The disadvantage, at least for some (not in my case), is that hard-coupling devices like spikes do transmit more bass energy to the floor, and some listeners prefer to have that visceral feedback, which is reduced with the use decoupling devices.

Springs/ Townshend products suit me best. I suppose it’s like many things audio, a bottomless lake of options and definite maybes. 
 

Hope you all have enjoyed the Holidays and wish you peace in the new year. 

I am having second thoughts about replacing carpets with hard wood floor in my listening area after reading this thread and one other thread where low rumbles are a major problems and headaches. My wife wants to replace carpet with hardwood flooring including my listening area. To date, I had no issues from floor reflections to unwanted vibration creeping in to my audio signal path whether I played LPs or CDs. My Thiel 3.6s are on factory provided carpet piercing spikes and my TT stand also have spikes and anchored to the floor board.

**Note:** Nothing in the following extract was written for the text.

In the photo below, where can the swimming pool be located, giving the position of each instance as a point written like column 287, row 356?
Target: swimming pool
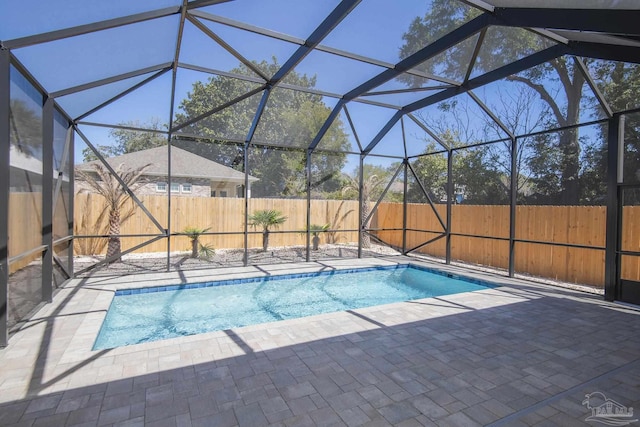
column 151, row 314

I feel like 2024 is going to give me headaches we replace the carpets. I am planning to use a rug between speakers and my listening position to control floor reflections. But now I see another whole set of problems are going to creep up on me (LOL).

Wish you all Happy New Year!

So much BS in here ^^^^!!!!
 

Spikes under speakers serve to MASS COUPLE the speaker to the mass of the floor. It helps to change the resonant frequencies of the cabinets by adding the mass of the floor to the mass of the cabinets. Whether or not it makes an audible improvement is highly subjective. But in the case of underbraced cabinets, it can help. It’s as subjective as cable lifters, mono block amps on stands, speaker cables, and component spikes. One definite advantage of mass coupling is using metal wood screws to mount a turntable shelf to the wall studs. It greatly lowers the resonant frequency of the shelf supporting the turntable.